Separate medical university to be set up in Bihar

Source: hindustantimes.com

Bihar will have a separate full-fledged medical university to cater to all medical, nursing and paramedical courses.

Announcing this, deputy chief minister Sushil Kumar Modi on Monday said the government was working in this direction and had constituted a four-member committee to explore possibilities to have an independent medical university.

He said the idea was to carve out medical education from the Aryabhatta Knowledge University (AKU), which currently mentors all technical and medical institutions, and to create a separate medical university, which will have under its ambit all medical, ayurvedic, unani, paramedical and nursing colleges. The AKU will then cater to only technical institutes like engineering colleges, added Modi.

Speaking at a function to mark the completion of first year of the Ayushman Bharat universal health scheme, he said Bihar should strive to improve its coverage, both in terms of treatment and issuance of e-golden cards to its beneficiaries.

He said Bihar would open 11 new medical colleges, which would wipe out the shortage of doctors in the next four-five years. At the same time, Modi was critical of the Congress, for opening only four medical colleges in undivided Bihar since independence during the nearly-65-years period it governed the country.

The deputy CM said the Centre was committed to opening 75 new medical colleges in India this year and asked the health minister to avail of the opportunity by giving 20 acre land and making a formal request on a first-come-first-serve basis.

Expressing concern over booming population, he also urged the health department to study the total fertility rate (TFR – child bearing capacity of a woman) pattern in West Bengal, where it was as low as 1.6, whereas the same was 3.2 in Bihar.

The TFR in other southern and western states like Tamil Nadu (1.6), Maharashtra and Karnataka (1.6 each) was also less, while those in Uttar Pradesh (3), Madhya Pradesh (2.7), Rajasthan (2.6), Jharkhand (2.5) and Assam (2.3) was higher.

Earlier, state health minister Mangal Pandey said the state had to achieve much more than what it had achieved in the first year under Ayushman Bharat. He expressed concern at the fact that only 147 private health facilities were empanelled under the scheme in Bihar against 18,000 private centres in the country.

Highlighting efforts to improve health services in the state, Pandey said the government would issue the tender this week for the ₹5,500-crore project to convert the existing 2,500-bed Patna Medical College Hospital into 5,400 beds over the next seven-eight years.
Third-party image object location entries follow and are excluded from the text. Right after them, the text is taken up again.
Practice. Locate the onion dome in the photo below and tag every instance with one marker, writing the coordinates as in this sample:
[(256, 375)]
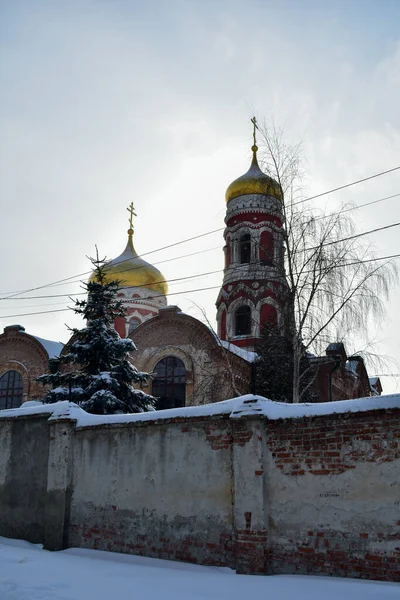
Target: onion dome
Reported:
[(254, 182), (132, 271)]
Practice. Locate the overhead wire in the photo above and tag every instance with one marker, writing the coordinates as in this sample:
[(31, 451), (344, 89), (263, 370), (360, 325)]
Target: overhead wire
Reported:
[(183, 292), (10, 295)]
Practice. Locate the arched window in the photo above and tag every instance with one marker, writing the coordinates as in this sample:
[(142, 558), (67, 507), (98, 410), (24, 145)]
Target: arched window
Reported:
[(133, 323), (243, 320), (245, 249), (11, 388), (266, 247), (169, 383), (228, 253)]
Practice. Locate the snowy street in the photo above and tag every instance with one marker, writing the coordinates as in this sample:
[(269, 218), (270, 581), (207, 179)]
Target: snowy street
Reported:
[(29, 573)]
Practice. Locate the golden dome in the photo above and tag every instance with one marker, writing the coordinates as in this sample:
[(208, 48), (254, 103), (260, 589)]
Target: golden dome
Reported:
[(254, 182), (133, 271)]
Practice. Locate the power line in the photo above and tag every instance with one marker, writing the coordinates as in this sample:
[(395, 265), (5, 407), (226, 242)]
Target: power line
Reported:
[(351, 237), (356, 207), (207, 233), (393, 256), (342, 187)]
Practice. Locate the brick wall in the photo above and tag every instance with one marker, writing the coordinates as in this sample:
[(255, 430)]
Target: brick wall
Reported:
[(335, 495)]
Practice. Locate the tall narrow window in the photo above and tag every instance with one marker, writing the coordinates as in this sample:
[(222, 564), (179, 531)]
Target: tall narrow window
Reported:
[(243, 321), (245, 249), (266, 247), (11, 388), (133, 324), (169, 384)]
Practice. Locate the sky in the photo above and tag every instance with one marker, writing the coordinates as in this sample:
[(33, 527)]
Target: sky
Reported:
[(107, 102)]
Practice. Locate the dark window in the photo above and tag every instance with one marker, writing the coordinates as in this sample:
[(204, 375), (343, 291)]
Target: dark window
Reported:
[(169, 384), (133, 323), (243, 321), (245, 249), (11, 387)]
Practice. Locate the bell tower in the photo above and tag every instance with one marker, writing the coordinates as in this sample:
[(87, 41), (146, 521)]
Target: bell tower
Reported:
[(254, 288)]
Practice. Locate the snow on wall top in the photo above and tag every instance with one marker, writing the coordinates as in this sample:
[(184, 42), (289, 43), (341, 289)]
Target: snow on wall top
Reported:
[(248, 355), (242, 406), (53, 349)]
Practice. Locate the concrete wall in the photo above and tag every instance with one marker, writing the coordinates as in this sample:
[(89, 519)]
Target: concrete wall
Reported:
[(154, 489), (317, 494)]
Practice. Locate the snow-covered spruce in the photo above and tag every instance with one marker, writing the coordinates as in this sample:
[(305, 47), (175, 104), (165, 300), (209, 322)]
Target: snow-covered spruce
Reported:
[(96, 373)]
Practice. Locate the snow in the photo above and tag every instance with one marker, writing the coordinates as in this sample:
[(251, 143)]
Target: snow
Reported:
[(28, 572), (245, 354), (236, 407), (53, 349)]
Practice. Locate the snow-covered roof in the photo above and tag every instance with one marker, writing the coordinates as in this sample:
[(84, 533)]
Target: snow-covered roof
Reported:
[(242, 352), (242, 406), (53, 349)]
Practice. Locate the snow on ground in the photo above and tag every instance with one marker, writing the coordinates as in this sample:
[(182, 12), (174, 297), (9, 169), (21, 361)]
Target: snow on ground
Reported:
[(235, 407), (29, 573)]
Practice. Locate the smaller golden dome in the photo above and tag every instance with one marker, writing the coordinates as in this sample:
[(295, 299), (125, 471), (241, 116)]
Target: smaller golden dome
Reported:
[(133, 271), (254, 182)]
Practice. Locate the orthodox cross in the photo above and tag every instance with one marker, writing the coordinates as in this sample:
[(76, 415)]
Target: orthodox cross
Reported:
[(131, 211), (255, 126)]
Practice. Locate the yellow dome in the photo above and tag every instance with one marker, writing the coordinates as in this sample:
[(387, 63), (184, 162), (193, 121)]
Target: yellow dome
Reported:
[(133, 271), (254, 182)]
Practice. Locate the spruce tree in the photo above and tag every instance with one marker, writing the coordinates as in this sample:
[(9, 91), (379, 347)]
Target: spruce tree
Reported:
[(274, 368), (96, 372)]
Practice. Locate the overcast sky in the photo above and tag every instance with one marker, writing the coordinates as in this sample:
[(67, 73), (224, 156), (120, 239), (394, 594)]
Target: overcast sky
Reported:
[(106, 102)]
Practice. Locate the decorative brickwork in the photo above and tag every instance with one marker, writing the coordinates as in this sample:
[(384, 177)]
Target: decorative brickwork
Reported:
[(309, 495)]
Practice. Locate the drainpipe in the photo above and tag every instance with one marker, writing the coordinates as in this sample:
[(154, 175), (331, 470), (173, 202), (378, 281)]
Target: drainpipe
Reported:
[(335, 368), (253, 378)]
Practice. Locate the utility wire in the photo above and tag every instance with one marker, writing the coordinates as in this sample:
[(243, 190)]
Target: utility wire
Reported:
[(210, 232), (342, 187), (393, 256)]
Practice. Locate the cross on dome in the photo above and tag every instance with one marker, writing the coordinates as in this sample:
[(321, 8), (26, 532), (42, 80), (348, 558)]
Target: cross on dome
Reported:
[(255, 126), (131, 211)]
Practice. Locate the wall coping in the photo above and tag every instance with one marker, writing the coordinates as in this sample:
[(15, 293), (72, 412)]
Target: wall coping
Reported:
[(242, 407)]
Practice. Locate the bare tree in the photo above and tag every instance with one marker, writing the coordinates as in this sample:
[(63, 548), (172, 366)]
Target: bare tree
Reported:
[(336, 287)]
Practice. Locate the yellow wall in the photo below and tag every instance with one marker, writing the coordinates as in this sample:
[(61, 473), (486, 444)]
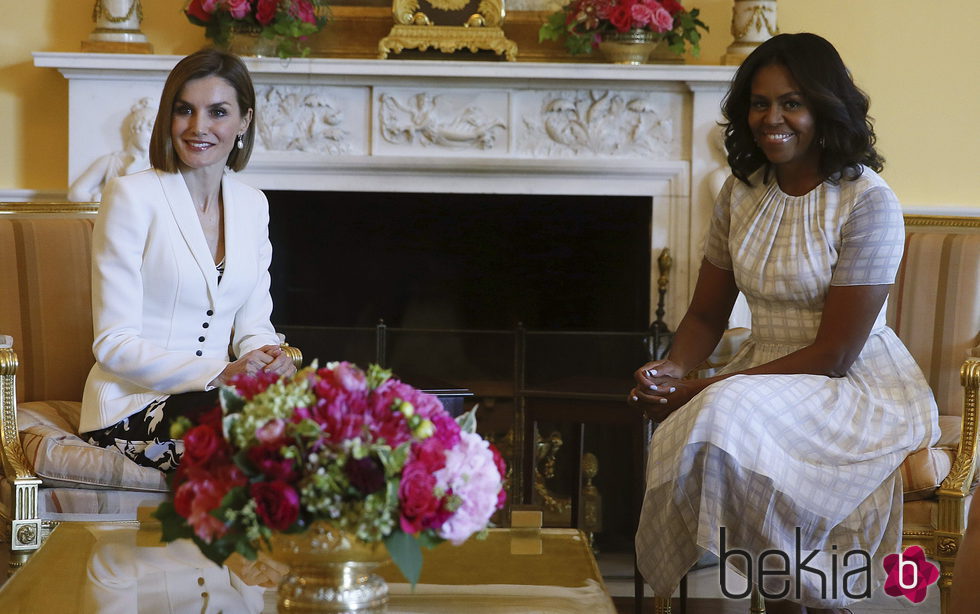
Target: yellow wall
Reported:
[(919, 63)]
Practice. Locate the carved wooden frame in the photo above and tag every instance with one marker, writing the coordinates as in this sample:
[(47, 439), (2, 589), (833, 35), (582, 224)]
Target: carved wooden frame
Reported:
[(415, 28)]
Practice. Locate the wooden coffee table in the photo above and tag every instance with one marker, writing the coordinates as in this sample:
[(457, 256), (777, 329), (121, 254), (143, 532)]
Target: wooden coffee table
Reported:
[(107, 567)]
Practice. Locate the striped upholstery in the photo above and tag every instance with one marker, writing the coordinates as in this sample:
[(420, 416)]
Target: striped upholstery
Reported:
[(46, 302), (935, 305), (934, 308)]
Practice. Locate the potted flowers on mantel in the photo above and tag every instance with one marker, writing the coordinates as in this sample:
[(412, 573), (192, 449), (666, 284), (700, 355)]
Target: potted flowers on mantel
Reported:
[(259, 27), (626, 31)]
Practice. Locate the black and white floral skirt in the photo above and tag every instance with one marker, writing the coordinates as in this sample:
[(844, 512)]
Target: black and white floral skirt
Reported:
[(144, 437)]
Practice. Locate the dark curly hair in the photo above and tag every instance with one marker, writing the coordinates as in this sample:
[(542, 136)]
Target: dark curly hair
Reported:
[(840, 109)]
He also said nine district hospitals would be upgraded and 22 others would get CT scan facility.

Earlier, state principal secretary, health, Sanjay Kumar said this would be a year of recruitment for the health department as it would recruit 2,425 doctors in addition to 4,000 general duty medical officers as also 9,130 grade A nurses to tide over the shortage of doctors and nurses.

Health secretary and chief executive officer of Bihar health authority, Lokesh Kumar Singh, gave a brief overview of the Ayushman Bharat scheme in the state.